By MATTHEW LEE, Associated Press Writer
1 hour, 46 minutes ago
WASHINGTON - Afghanistan will produce another record poppy harvest this year that cements its status as the world's near-sole supplier of the heroin source, yet a furious debate over how to reverse the trend is stalling proposals to cut the crop, U.S. officials say.
As President Bush prepares for weekend talks with Afghan President Hamid Karzai, divisions within the U.S. administration and among NATO allies have delayed release of a $475 million counternarcotics program for Afghanistan, where intelligence officials see growing links between drugs and the Taliban, the officials said.
U.N. figures to be released in September are expected to show that Afghanistan's poppy production has risen up to 15 percent since 2006 and that the country now accounts for 95 percent of the world's crop, 3 percentage points more than last year, officials familiar with preliminary statistics told The Associated Press.
But counterdrug proposals by some U.S. officials have met fierce resistance, including boosting the amount of forcible poppy field destruction in provinces that grow the most, officials said.

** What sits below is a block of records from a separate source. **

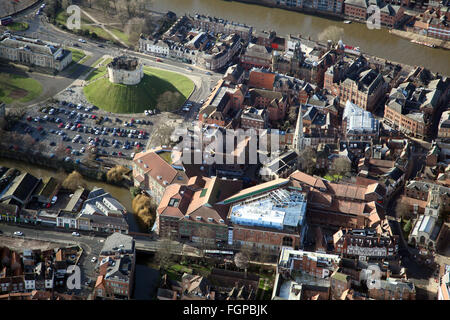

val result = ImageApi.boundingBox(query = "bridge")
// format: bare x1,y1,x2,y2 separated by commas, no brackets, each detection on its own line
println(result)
134,238,202,257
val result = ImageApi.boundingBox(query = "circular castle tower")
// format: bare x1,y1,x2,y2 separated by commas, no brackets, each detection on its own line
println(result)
107,56,143,85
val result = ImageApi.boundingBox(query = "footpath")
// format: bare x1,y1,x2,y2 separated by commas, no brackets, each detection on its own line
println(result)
389,29,450,50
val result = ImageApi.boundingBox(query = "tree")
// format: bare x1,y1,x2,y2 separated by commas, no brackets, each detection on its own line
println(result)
396,201,411,219
62,171,85,191
55,143,67,159
234,251,250,278
331,157,351,178
132,194,156,230
403,219,412,234
298,146,317,175
117,11,129,28
288,106,298,124
254,246,270,263
130,186,141,198
106,165,129,183
155,237,175,271
61,0,71,10
196,226,215,255
156,91,181,112
142,14,156,35
124,17,145,46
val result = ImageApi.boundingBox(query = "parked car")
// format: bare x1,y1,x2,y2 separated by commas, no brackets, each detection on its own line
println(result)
91,257,97,263
72,232,80,237
78,38,86,43
13,231,23,236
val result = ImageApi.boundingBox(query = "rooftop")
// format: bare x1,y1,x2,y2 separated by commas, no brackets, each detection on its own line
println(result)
100,232,134,256
229,188,307,230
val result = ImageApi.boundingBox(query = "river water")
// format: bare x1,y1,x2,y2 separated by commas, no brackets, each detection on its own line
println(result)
151,0,450,75
0,157,141,232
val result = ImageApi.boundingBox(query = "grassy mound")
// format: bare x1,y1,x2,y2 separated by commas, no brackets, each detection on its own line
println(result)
83,67,194,114
0,72,43,104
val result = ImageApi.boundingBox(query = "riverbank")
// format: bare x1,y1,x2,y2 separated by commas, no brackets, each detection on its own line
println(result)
152,0,450,75
0,156,143,233
226,0,344,21
389,29,450,51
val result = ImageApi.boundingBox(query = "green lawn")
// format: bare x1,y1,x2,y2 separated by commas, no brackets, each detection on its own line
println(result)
0,72,43,104
110,27,132,46
324,174,343,182
56,9,92,28
7,22,29,31
85,58,112,82
83,67,194,114
55,10,123,45
68,48,86,64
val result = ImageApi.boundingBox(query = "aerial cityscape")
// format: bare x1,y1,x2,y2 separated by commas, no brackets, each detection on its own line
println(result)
0,0,449,308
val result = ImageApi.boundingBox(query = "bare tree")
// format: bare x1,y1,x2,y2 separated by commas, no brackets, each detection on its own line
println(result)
55,143,67,159
124,17,145,45
61,0,71,10
155,237,175,271
196,226,215,255
22,134,35,149
331,157,351,178
396,201,411,220
298,146,317,175
288,106,298,124
234,251,250,278
156,91,181,112
62,171,85,191
117,11,129,28
106,165,129,183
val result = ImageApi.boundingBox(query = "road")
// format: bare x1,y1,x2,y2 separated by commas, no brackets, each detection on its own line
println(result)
384,145,437,299
5,9,222,111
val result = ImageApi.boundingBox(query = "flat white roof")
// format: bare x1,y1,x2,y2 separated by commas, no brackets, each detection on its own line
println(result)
229,189,306,230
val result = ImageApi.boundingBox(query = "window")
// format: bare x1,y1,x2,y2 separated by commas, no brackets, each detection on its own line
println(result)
282,236,293,247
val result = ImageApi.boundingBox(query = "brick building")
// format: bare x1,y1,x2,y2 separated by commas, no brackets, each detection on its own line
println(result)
132,147,189,204
156,176,242,244
94,233,135,300
344,0,368,21
248,69,276,90
332,228,399,261
240,43,272,70
277,247,341,279
221,179,308,253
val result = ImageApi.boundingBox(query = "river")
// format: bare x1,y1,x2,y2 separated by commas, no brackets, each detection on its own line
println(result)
151,0,450,76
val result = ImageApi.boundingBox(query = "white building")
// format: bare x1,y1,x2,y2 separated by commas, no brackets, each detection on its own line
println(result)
0,35,72,71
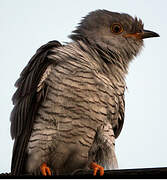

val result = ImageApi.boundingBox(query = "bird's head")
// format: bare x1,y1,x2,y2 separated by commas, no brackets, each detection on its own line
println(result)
70,10,159,63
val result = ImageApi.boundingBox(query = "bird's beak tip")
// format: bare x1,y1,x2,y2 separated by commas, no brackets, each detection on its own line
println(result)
124,30,160,40
141,29,160,39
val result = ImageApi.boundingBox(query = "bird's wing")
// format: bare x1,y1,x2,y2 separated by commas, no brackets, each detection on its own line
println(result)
115,93,125,138
10,40,62,175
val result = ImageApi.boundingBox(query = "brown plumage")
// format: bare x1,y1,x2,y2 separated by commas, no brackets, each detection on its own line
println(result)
10,9,159,176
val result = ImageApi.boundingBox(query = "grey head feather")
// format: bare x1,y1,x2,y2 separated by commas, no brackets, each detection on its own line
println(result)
69,9,144,76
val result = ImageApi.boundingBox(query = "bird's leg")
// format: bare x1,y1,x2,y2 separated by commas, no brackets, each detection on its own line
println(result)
40,162,52,176
90,162,104,176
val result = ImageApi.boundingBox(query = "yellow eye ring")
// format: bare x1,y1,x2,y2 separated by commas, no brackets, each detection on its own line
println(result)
111,23,123,34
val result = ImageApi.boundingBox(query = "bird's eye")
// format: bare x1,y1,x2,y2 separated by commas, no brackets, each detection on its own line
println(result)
111,23,123,34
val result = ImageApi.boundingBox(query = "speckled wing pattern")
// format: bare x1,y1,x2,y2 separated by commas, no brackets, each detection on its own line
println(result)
10,41,62,175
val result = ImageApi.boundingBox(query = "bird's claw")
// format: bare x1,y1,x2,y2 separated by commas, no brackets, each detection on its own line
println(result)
91,162,104,176
40,162,51,176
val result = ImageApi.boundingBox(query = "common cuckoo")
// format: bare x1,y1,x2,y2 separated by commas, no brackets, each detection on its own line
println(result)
10,9,159,176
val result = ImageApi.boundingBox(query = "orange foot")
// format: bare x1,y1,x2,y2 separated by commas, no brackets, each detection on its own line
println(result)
40,162,51,176
91,162,104,176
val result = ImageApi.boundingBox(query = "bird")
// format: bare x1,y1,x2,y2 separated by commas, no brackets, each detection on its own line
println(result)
10,9,159,176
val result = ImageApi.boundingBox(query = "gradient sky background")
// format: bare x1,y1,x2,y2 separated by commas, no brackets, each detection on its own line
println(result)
0,0,166,173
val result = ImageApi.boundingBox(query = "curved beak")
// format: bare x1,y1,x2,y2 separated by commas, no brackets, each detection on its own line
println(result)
141,30,160,39
124,29,160,39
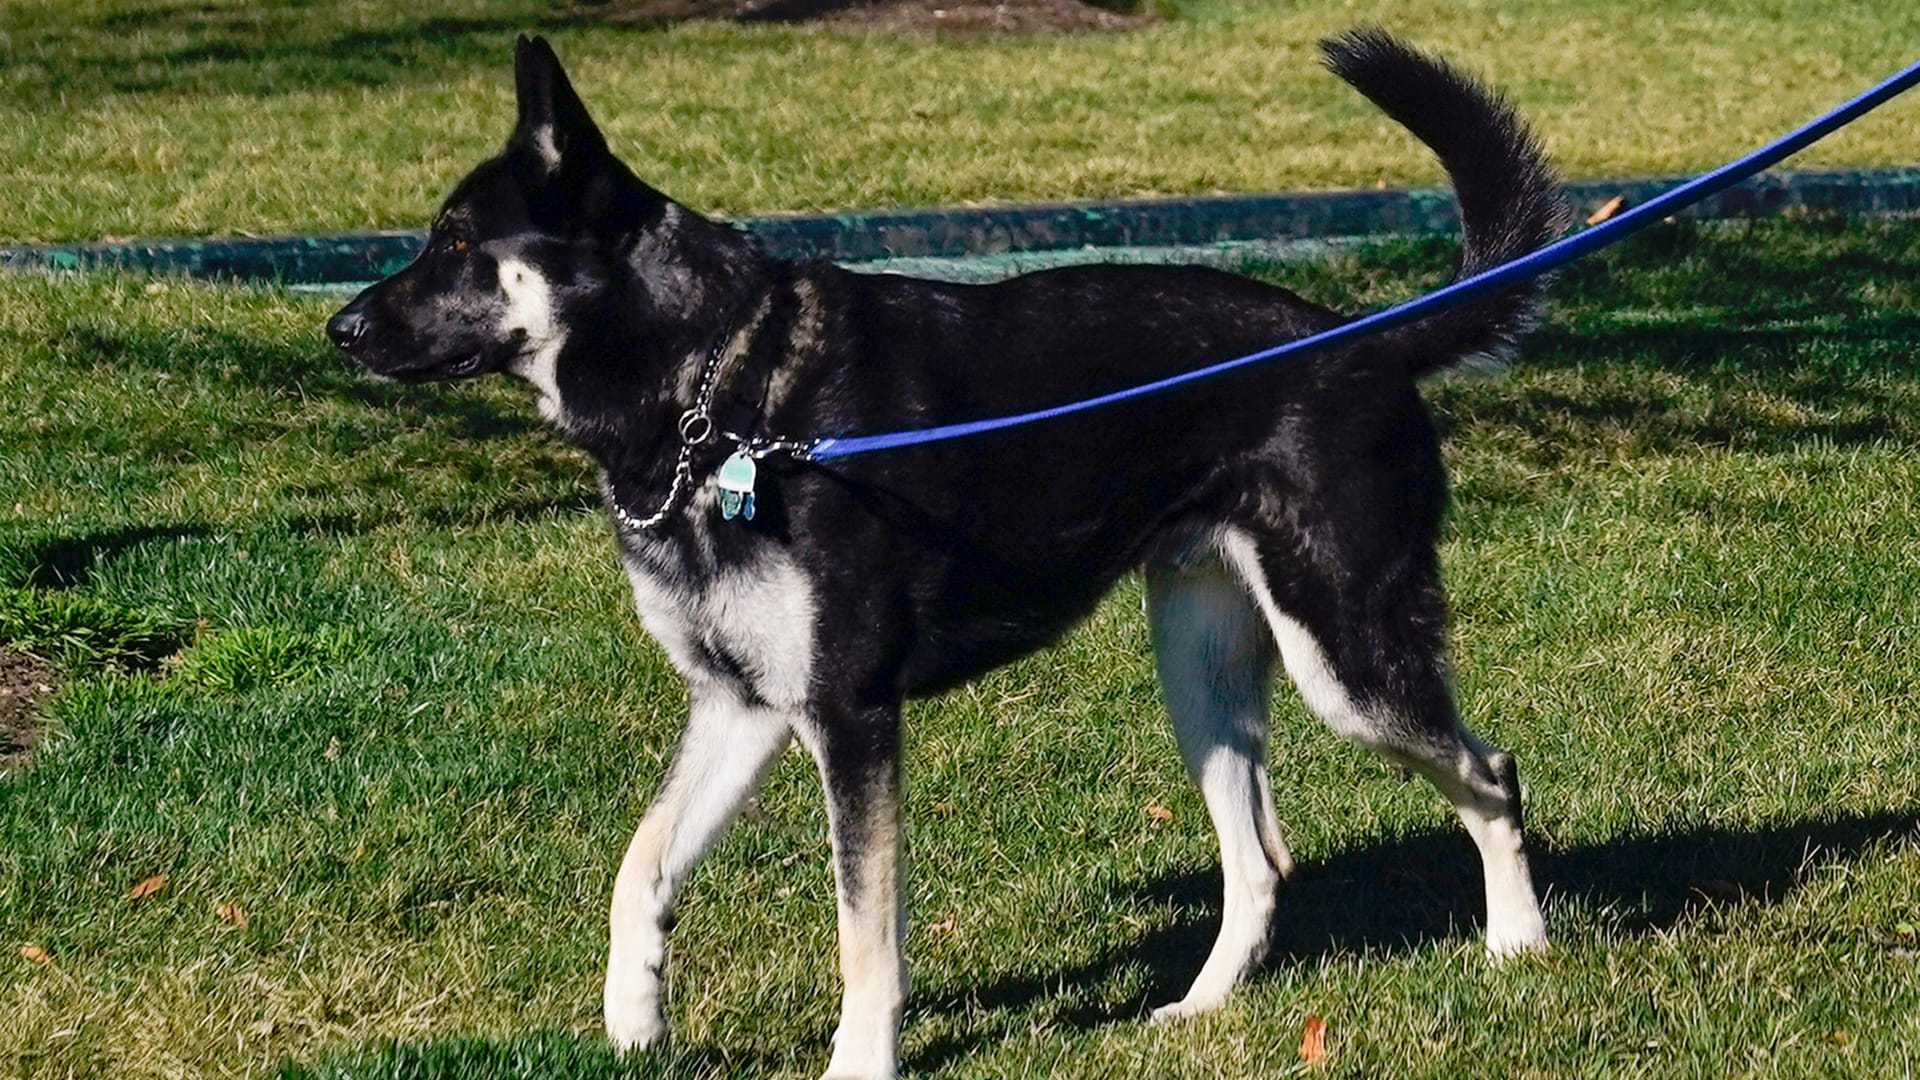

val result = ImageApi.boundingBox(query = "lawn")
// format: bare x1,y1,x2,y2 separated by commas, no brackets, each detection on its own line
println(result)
4,214,1920,1078
6,1,1920,1076
0,0,1915,242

The approach also would link millions of dollars in development aid to benchmarks on eradication; arrests and prosecutions of narcotraders, corrupt officials; and on alternative crop production.
Those ideas represent what proponents call an "enhanced carrot-and-stick approach" to supplement existing anti-drug efforts. They are the focus of the new $475 million program outlined in a 995-page report, the release of which has been postponed twice and may be again delayed due to disagreements, officials said.
The officials spoke on condition of anonymity because parts of the report remain classified.
Counternarcotics agents at the State Department had wanted to release a 123-page summary of the strategy last month and then again last week, but were forced to hold off because of concerns it may not be feasible, the officials said.
Now, even as Bush sees Karzai on Sunday and Monday at the presidential retreat in Camp David, Md., a tentative release date of Aug. 9, timed to follow the meetings, appears in jeopardy. Some in the administration, along with NATO allies Britain and Canada, seek revisions that could delay it until at least Aug. 13, the officials said.
The program represents a 13 percent increase over the $420 million in U.S. counternarcotics aid to Afghanistan last year. It would adopt a bold new approach to "coercive eradication" and set out criteria for local officials to receive development assistance based on their cooperation, the officials said.
Although the existing aid, supplemented mainly by Britain and Canada and supported by the NATO force in Afghanistan, has achieved some results — notably an expected rise in the number of "poppy-free" provinces from six to at least 12 and possibly 16, mainly in the north — production elsewhere has soared, they said.
"Afghanistan is providing close to 95 percent of the world's heroin," the State Department's top counternarcotics official, Tom Schweich, said at a recent conference. "That makes it almost a sole-source supplier" and presents a situation "unique in world history."
Almost all the heroin from Afghanistan makes its way to Europe; most of the heroin in the U.S. comes from Latin America.